Millennials might not be socking away the 15 percent of their salary each year for retirement that the company recommends, but they recognize that retirement saving is important, and they’re interested in saving more.
And boomers aren’t saving that much, either; they put away an average of 9 percent of their pay (median 8 percent), compared with millennials, who are saving an average of 8 percent (median 6 percent).
They’re doing much better than their elders in other ways, too. When it comes to carefully tracking their expenses, 75 percent of millennials do so, compared with only 64 percent of boomers, and they also stick to a budget better (67 percent of millennials, compared with 55 percent of boomers).
Boomers might be saving slightly more for retirement than millennials, but 40 percent of millennials have increased their retirement savings within the last 12 months, compared with just 21 percent of boomers. That’s likely because millennials put 401(k) savings (below the company match level) and paying down debt on a par with one another, the study said.
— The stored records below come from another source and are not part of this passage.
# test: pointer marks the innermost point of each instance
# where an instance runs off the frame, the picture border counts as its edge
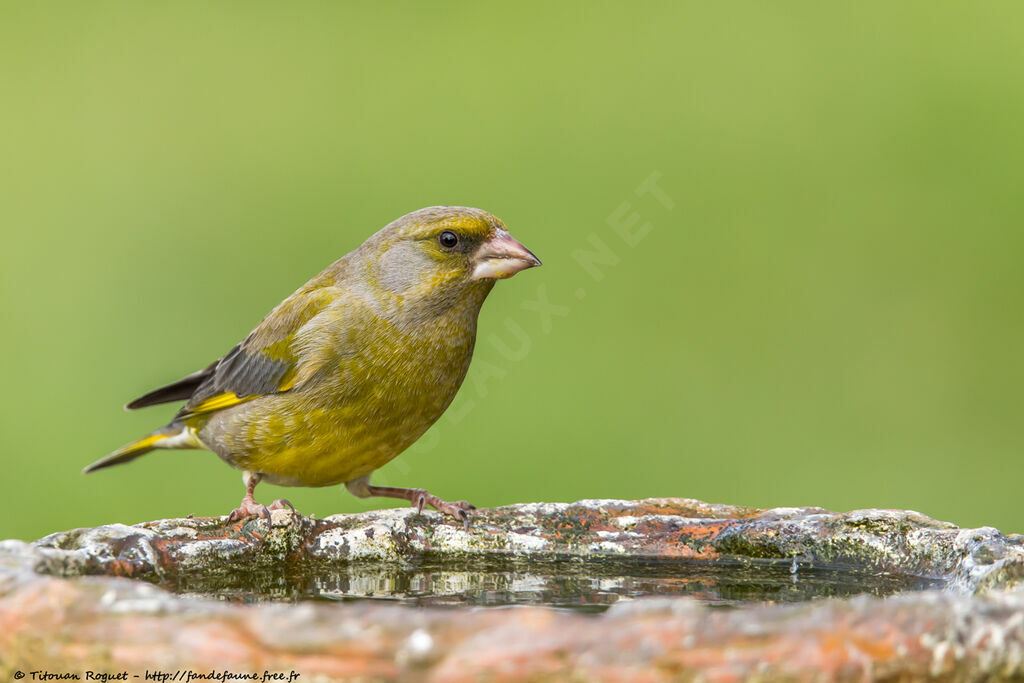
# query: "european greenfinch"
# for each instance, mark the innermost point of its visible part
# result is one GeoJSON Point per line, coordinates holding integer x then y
{"type": "Point", "coordinates": [352, 368]}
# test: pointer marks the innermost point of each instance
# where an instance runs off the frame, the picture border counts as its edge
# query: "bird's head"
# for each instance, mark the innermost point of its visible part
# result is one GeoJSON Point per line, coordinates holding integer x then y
{"type": "Point", "coordinates": [443, 251]}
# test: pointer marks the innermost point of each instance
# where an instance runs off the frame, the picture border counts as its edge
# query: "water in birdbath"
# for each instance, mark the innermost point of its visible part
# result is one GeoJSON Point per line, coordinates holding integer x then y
{"type": "Point", "coordinates": [587, 586]}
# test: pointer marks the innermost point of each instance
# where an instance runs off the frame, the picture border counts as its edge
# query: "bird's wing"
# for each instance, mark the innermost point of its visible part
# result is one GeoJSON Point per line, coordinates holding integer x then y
{"type": "Point", "coordinates": [268, 360]}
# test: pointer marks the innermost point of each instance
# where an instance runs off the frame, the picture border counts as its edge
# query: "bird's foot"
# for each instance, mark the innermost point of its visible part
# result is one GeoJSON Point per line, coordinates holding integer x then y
{"type": "Point", "coordinates": [459, 509]}
{"type": "Point", "coordinates": [250, 508]}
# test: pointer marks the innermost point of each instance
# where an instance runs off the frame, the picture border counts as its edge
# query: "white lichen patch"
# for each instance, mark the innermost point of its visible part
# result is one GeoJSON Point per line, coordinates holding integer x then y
{"type": "Point", "coordinates": [375, 542]}
{"type": "Point", "coordinates": [185, 531]}
{"type": "Point", "coordinates": [627, 521]}
{"type": "Point", "coordinates": [525, 542]}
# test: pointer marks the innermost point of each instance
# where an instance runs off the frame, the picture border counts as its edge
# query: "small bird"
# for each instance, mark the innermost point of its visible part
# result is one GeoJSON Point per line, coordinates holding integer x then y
{"type": "Point", "coordinates": [352, 368]}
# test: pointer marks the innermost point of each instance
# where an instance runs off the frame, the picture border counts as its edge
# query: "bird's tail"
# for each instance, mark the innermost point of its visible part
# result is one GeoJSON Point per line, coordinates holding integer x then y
{"type": "Point", "coordinates": [171, 436]}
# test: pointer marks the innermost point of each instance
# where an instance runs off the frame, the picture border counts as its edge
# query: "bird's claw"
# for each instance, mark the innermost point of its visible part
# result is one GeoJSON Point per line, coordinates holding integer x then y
{"type": "Point", "coordinates": [460, 509]}
{"type": "Point", "coordinates": [250, 508]}
{"type": "Point", "coordinates": [282, 503]}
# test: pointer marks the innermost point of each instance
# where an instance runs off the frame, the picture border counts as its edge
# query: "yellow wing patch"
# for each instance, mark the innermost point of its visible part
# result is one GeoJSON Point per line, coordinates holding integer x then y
{"type": "Point", "coordinates": [219, 402]}
{"type": "Point", "coordinates": [229, 398]}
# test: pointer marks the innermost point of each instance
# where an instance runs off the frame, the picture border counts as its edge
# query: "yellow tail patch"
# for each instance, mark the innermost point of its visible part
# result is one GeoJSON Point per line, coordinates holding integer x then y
{"type": "Point", "coordinates": [144, 442]}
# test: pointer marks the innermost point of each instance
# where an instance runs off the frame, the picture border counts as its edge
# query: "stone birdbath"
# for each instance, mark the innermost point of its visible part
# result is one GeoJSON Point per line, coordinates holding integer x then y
{"type": "Point", "coordinates": [651, 590]}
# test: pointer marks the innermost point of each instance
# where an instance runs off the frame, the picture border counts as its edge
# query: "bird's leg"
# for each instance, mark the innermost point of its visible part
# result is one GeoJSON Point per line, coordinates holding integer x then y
{"type": "Point", "coordinates": [418, 497]}
{"type": "Point", "coordinates": [249, 507]}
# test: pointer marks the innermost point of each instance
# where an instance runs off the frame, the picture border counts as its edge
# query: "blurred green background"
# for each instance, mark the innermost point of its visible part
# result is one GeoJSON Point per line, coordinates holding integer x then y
{"type": "Point", "coordinates": [824, 309]}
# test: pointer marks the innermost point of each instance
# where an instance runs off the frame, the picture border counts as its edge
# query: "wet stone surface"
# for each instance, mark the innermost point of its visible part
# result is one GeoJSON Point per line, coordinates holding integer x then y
{"type": "Point", "coordinates": [660, 589]}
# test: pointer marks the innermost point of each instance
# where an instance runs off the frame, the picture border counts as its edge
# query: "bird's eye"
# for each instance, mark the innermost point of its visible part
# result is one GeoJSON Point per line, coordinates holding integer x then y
{"type": "Point", "coordinates": [448, 239]}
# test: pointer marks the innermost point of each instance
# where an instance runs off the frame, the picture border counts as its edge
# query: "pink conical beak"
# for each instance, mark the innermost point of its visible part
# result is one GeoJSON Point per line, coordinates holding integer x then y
{"type": "Point", "coordinates": [502, 256]}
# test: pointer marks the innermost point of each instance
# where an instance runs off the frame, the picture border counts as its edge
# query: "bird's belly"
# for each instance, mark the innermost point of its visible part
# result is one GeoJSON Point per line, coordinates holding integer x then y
{"type": "Point", "coordinates": [311, 440]}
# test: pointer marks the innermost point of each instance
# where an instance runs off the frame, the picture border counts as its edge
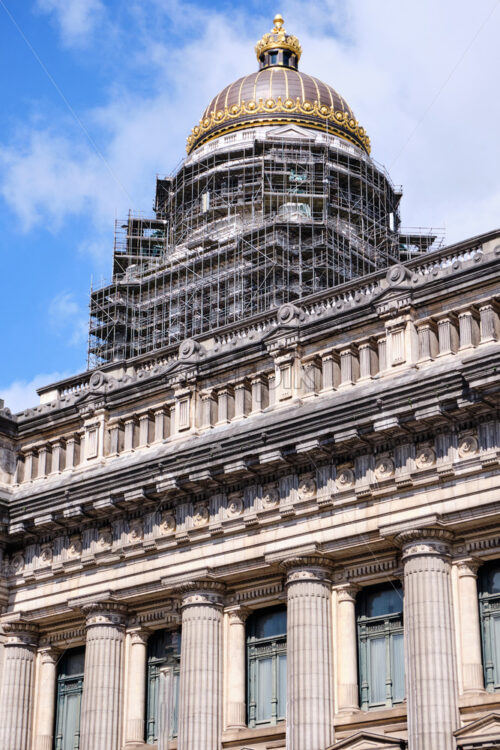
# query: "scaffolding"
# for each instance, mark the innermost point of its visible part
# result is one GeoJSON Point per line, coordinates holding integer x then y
{"type": "Point", "coordinates": [241, 229]}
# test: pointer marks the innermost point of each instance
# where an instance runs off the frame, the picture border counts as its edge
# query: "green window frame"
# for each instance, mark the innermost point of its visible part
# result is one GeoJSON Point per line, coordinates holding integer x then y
{"type": "Point", "coordinates": [380, 647]}
{"type": "Point", "coordinates": [266, 667]}
{"type": "Point", "coordinates": [70, 671]}
{"type": "Point", "coordinates": [489, 612]}
{"type": "Point", "coordinates": [164, 649]}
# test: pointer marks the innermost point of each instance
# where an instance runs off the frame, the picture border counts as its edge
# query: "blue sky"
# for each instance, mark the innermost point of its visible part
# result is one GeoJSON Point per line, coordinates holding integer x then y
{"type": "Point", "coordinates": [98, 97]}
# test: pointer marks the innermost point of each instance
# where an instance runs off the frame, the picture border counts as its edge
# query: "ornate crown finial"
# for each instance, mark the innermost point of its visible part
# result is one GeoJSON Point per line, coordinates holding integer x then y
{"type": "Point", "coordinates": [277, 38]}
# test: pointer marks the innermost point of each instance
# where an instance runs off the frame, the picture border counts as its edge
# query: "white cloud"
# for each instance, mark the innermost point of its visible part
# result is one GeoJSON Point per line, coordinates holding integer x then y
{"type": "Point", "coordinates": [392, 61]}
{"type": "Point", "coordinates": [76, 18]}
{"type": "Point", "coordinates": [21, 394]}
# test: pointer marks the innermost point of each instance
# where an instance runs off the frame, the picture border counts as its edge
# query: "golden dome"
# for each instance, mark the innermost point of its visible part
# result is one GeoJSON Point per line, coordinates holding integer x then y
{"type": "Point", "coordinates": [276, 94]}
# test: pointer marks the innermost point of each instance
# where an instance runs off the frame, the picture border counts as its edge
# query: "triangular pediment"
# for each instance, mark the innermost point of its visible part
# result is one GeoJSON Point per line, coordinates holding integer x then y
{"type": "Point", "coordinates": [291, 131]}
{"type": "Point", "coordinates": [369, 741]}
{"type": "Point", "coordinates": [482, 733]}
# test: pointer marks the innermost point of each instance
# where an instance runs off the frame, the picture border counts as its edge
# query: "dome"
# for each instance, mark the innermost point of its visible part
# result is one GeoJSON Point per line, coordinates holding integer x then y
{"type": "Point", "coordinates": [276, 94]}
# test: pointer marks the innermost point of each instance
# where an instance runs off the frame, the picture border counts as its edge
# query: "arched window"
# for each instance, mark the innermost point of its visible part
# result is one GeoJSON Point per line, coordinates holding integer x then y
{"type": "Point", "coordinates": [69, 699]}
{"type": "Point", "coordinates": [489, 607]}
{"type": "Point", "coordinates": [266, 666]}
{"type": "Point", "coordinates": [380, 646]}
{"type": "Point", "coordinates": [164, 649]}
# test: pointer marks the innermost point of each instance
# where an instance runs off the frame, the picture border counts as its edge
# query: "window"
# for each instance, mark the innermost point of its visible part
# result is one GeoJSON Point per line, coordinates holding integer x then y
{"type": "Point", "coordinates": [69, 699]}
{"type": "Point", "coordinates": [380, 645]}
{"type": "Point", "coordinates": [164, 649]}
{"type": "Point", "coordinates": [489, 607]}
{"type": "Point", "coordinates": [266, 666]}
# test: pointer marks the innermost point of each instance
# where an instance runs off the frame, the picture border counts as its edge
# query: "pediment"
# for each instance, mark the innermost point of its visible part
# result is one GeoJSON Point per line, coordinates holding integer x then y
{"type": "Point", "coordinates": [484, 733]}
{"type": "Point", "coordinates": [291, 131]}
{"type": "Point", "coordinates": [369, 741]}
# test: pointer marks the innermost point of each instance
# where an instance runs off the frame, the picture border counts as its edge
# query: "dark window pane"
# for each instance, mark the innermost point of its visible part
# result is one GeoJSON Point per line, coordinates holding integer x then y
{"type": "Point", "coordinates": [72, 663]}
{"type": "Point", "coordinates": [492, 579]}
{"type": "Point", "coordinates": [384, 601]}
{"type": "Point", "coordinates": [267, 624]}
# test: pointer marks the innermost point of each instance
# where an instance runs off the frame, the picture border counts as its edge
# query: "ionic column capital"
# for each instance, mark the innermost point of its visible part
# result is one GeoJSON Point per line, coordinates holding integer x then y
{"type": "Point", "coordinates": [418, 542]}
{"type": "Point", "coordinates": [139, 636]}
{"type": "Point", "coordinates": [347, 592]}
{"type": "Point", "coordinates": [196, 593]}
{"type": "Point", "coordinates": [467, 567]}
{"type": "Point", "coordinates": [20, 633]}
{"type": "Point", "coordinates": [303, 568]}
{"type": "Point", "coordinates": [238, 615]}
{"type": "Point", "coordinates": [106, 612]}
{"type": "Point", "coordinates": [49, 654]}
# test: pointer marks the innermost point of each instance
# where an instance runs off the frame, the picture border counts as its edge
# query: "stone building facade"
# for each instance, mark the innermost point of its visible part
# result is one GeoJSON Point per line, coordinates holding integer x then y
{"type": "Point", "coordinates": [281, 532]}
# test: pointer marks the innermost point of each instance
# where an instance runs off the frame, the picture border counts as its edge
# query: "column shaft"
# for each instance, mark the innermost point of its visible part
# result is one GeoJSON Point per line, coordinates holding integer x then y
{"type": "Point", "coordinates": [236, 713]}
{"type": "Point", "coordinates": [200, 691]}
{"type": "Point", "coordinates": [348, 698]}
{"type": "Point", "coordinates": [102, 701]}
{"type": "Point", "coordinates": [310, 705]}
{"type": "Point", "coordinates": [470, 634]}
{"type": "Point", "coordinates": [16, 686]}
{"type": "Point", "coordinates": [430, 658]}
{"type": "Point", "coordinates": [136, 704]}
{"type": "Point", "coordinates": [47, 699]}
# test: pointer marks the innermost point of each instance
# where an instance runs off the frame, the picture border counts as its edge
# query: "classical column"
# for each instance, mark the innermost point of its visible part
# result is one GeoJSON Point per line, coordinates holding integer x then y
{"type": "Point", "coordinates": [136, 703]}
{"type": "Point", "coordinates": [470, 633]}
{"type": "Point", "coordinates": [236, 709]}
{"type": "Point", "coordinates": [310, 706]}
{"type": "Point", "coordinates": [166, 695]}
{"type": "Point", "coordinates": [47, 698]}
{"type": "Point", "coordinates": [16, 685]}
{"type": "Point", "coordinates": [200, 690]}
{"type": "Point", "coordinates": [430, 659]}
{"type": "Point", "coordinates": [348, 698]}
{"type": "Point", "coordinates": [102, 700]}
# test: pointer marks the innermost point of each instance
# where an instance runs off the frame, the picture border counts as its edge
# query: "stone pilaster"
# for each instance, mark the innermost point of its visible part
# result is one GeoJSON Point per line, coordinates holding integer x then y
{"type": "Point", "coordinates": [47, 698]}
{"type": "Point", "coordinates": [136, 702]}
{"type": "Point", "coordinates": [236, 707]}
{"type": "Point", "coordinates": [470, 632]}
{"type": "Point", "coordinates": [430, 658]}
{"type": "Point", "coordinates": [16, 685]}
{"type": "Point", "coordinates": [309, 654]}
{"type": "Point", "coordinates": [348, 697]}
{"type": "Point", "coordinates": [102, 701]}
{"type": "Point", "coordinates": [200, 690]}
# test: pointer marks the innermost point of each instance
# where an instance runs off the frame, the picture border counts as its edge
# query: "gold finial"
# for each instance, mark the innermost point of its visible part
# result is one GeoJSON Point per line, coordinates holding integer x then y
{"type": "Point", "coordinates": [277, 38]}
{"type": "Point", "coordinates": [278, 23]}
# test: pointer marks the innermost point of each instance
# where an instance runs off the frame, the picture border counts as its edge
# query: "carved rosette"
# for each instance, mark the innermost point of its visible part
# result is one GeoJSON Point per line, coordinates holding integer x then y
{"type": "Point", "coordinates": [468, 446]}
{"type": "Point", "coordinates": [384, 468]}
{"type": "Point", "coordinates": [271, 497]}
{"type": "Point", "coordinates": [105, 613]}
{"type": "Point", "coordinates": [201, 514]}
{"type": "Point", "coordinates": [425, 458]}
{"type": "Point", "coordinates": [345, 478]}
{"type": "Point", "coordinates": [168, 523]}
{"type": "Point", "coordinates": [235, 505]}
{"type": "Point", "coordinates": [307, 488]}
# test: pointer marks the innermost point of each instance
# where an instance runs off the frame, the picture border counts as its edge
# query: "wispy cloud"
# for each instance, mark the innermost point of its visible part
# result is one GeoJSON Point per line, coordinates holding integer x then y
{"type": "Point", "coordinates": [76, 18]}
{"type": "Point", "coordinates": [21, 394]}
{"type": "Point", "coordinates": [391, 61]}
{"type": "Point", "coordinates": [68, 319]}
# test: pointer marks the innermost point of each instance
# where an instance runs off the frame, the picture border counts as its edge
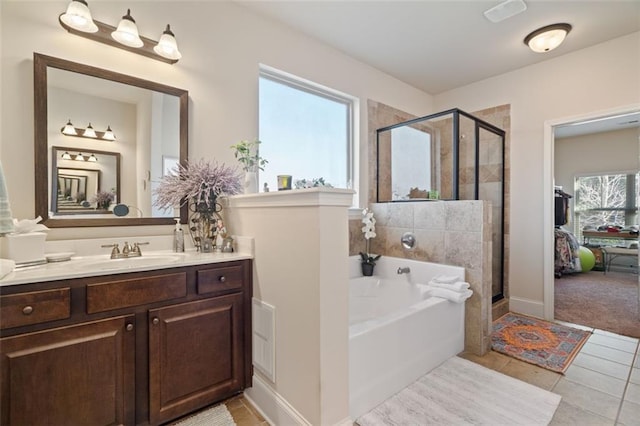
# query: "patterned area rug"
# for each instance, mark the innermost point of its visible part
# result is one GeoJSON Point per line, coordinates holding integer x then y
{"type": "Point", "coordinates": [460, 392]}
{"type": "Point", "coordinates": [548, 345]}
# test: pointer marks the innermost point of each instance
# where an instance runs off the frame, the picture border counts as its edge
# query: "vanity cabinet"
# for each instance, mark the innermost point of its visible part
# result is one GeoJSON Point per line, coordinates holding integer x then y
{"type": "Point", "coordinates": [133, 348]}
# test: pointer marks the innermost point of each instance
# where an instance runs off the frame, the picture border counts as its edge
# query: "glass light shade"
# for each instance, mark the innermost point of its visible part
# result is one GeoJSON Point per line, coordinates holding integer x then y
{"type": "Point", "coordinates": [167, 46]}
{"type": "Point", "coordinates": [68, 129]}
{"type": "Point", "coordinates": [89, 132]}
{"type": "Point", "coordinates": [108, 134]}
{"type": "Point", "coordinates": [547, 38]}
{"type": "Point", "coordinates": [127, 32]}
{"type": "Point", "coordinates": [79, 17]}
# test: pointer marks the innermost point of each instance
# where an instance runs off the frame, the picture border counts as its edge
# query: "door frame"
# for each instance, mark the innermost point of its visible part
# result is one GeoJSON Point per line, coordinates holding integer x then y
{"type": "Point", "coordinates": [547, 194]}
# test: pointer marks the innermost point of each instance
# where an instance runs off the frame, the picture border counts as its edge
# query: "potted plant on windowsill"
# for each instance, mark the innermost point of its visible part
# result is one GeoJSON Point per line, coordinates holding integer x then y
{"type": "Point", "coordinates": [247, 153]}
{"type": "Point", "coordinates": [368, 261]}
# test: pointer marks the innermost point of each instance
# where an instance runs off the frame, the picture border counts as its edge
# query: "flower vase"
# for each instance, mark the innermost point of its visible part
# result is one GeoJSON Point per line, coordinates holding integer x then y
{"type": "Point", "coordinates": [250, 182]}
{"type": "Point", "coordinates": [367, 269]}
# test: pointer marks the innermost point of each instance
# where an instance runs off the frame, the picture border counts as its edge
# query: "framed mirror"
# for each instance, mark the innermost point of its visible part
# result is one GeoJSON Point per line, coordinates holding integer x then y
{"type": "Point", "coordinates": [138, 124]}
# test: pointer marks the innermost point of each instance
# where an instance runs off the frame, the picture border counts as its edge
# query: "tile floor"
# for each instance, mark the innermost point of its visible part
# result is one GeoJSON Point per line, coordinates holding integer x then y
{"type": "Point", "coordinates": [601, 387]}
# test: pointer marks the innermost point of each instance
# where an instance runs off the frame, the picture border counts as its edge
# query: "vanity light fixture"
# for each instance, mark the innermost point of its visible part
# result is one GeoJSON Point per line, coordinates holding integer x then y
{"type": "Point", "coordinates": [108, 134]}
{"type": "Point", "coordinates": [547, 38]}
{"type": "Point", "coordinates": [78, 17]}
{"type": "Point", "coordinates": [89, 132]}
{"type": "Point", "coordinates": [127, 32]}
{"type": "Point", "coordinates": [68, 129]}
{"type": "Point", "coordinates": [125, 36]}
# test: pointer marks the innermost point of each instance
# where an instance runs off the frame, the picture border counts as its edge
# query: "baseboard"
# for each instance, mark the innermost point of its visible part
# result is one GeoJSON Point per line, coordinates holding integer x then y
{"type": "Point", "coordinates": [532, 308]}
{"type": "Point", "coordinates": [274, 408]}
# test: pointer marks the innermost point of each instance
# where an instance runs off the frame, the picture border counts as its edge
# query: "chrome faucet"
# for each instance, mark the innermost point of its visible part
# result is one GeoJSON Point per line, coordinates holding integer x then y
{"type": "Point", "coordinates": [405, 270]}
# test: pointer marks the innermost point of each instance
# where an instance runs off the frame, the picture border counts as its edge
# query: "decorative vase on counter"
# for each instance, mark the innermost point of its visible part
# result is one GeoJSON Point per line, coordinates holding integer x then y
{"type": "Point", "coordinates": [367, 269]}
{"type": "Point", "coordinates": [251, 182]}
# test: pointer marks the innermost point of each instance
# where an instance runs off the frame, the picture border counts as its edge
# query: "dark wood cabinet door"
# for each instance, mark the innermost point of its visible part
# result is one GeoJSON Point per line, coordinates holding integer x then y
{"type": "Point", "coordinates": [76, 375]}
{"type": "Point", "coordinates": [196, 355]}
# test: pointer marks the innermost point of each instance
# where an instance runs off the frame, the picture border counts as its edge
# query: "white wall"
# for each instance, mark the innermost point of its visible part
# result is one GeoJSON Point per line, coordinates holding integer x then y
{"type": "Point", "coordinates": [594, 79]}
{"type": "Point", "coordinates": [222, 44]}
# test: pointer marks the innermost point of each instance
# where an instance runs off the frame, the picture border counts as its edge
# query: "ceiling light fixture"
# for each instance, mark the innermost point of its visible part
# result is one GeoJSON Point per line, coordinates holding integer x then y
{"type": "Point", "coordinates": [127, 32]}
{"type": "Point", "coordinates": [78, 17]}
{"type": "Point", "coordinates": [167, 46]}
{"type": "Point", "coordinates": [547, 38]}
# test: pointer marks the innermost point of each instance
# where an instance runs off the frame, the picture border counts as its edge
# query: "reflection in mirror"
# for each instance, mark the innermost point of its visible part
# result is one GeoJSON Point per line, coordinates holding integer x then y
{"type": "Point", "coordinates": [150, 124]}
{"type": "Point", "coordinates": [81, 176]}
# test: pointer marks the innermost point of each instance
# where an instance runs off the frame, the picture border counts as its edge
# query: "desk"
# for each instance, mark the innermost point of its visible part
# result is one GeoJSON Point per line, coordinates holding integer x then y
{"type": "Point", "coordinates": [610, 253]}
{"type": "Point", "coordinates": [604, 235]}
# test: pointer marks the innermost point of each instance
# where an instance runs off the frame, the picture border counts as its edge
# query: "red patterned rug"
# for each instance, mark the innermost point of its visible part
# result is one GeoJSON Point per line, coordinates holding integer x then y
{"type": "Point", "coordinates": [545, 344]}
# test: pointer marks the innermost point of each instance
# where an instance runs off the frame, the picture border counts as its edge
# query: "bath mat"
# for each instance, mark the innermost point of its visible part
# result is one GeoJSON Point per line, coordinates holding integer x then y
{"type": "Point", "coordinates": [543, 343]}
{"type": "Point", "coordinates": [462, 392]}
{"type": "Point", "coordinates": [214, 416]}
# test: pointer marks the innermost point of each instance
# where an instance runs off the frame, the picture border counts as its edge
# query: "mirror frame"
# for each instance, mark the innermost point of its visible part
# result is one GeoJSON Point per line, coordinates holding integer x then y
{"type": "Point", "coordinates": [40, 64]}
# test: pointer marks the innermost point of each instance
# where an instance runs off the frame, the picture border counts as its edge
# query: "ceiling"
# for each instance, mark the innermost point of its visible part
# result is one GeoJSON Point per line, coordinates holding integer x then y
{"type": "Point", "coordinates": [436, 46]}
{"type": "Point", "coordinates": [440, 45]}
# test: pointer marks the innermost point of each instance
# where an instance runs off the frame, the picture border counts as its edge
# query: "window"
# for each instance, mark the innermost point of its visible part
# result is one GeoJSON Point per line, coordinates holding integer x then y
{"type": "Point", "coordinates": [306, 131]}
{"type": "Point", "coordinates": [606, 200]}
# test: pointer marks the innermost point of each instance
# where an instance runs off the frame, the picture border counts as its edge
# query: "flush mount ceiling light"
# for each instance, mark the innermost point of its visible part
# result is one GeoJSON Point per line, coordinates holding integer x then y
{"type": "Point", "coordinates": [167, 46]}
{"type": "Point", "coordinates": [78, 17]}
{"type": "Point", "coordinates": [68, 129]}
{"type": "Point", "coordinates": [89, 132]}
{"type": "Point", "coordinates": [547, 38]}
{"type": "Point", "coordinates": [127, 32]}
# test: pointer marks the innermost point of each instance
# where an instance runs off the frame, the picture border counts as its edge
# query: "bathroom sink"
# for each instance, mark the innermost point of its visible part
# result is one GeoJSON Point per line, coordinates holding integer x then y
{"type": "Point", "coordinates": [129, 262]}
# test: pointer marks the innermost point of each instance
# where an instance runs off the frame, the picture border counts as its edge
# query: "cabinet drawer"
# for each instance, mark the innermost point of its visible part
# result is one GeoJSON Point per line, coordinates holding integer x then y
{"type": "Point", "coordinates": [133, 292]}
{"type": "Point", "coordinates": [219, 279]}
{"type": "Point", "coordinates": [35, 307]}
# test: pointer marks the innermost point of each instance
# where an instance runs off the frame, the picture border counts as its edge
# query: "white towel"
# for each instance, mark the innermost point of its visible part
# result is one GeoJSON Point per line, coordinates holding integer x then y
{"type": "Point", "coordinates": [458, 286]}
{"type": "Point", "coordinates": [445, 279]}
{"type": "Point", "coordinates": [450, 295]}
{"type": "Point", "coordinates": [6, 267]}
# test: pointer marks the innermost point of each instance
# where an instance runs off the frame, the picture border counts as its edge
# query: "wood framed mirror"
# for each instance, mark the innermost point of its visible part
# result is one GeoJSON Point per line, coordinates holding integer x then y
{"type": "Point", "coordinates": [150, 121]}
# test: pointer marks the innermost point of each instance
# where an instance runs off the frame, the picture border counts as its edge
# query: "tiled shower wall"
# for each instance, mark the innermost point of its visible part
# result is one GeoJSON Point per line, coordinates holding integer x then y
{"type": "Point", "coordinates": [449, 232]}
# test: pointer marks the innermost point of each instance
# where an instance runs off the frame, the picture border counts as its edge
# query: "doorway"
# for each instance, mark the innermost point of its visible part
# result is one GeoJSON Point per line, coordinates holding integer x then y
{"type": "Point", "coordinates": [566, 161]}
More millennials also wish that their employers had started them off at a higher rate of savings than boomers, too. Among those who were auto-enrolled in their plans, 47 percent of millennials mourned that lost opportunity, compared with just 34 percent of auto-enrolled boomers.
Millennials also claim to be living within their means—88 percent of respondents said so—and 67 percent said they save by any means necessary, with 72 percent saying they’re better off financially than their parents were at their age.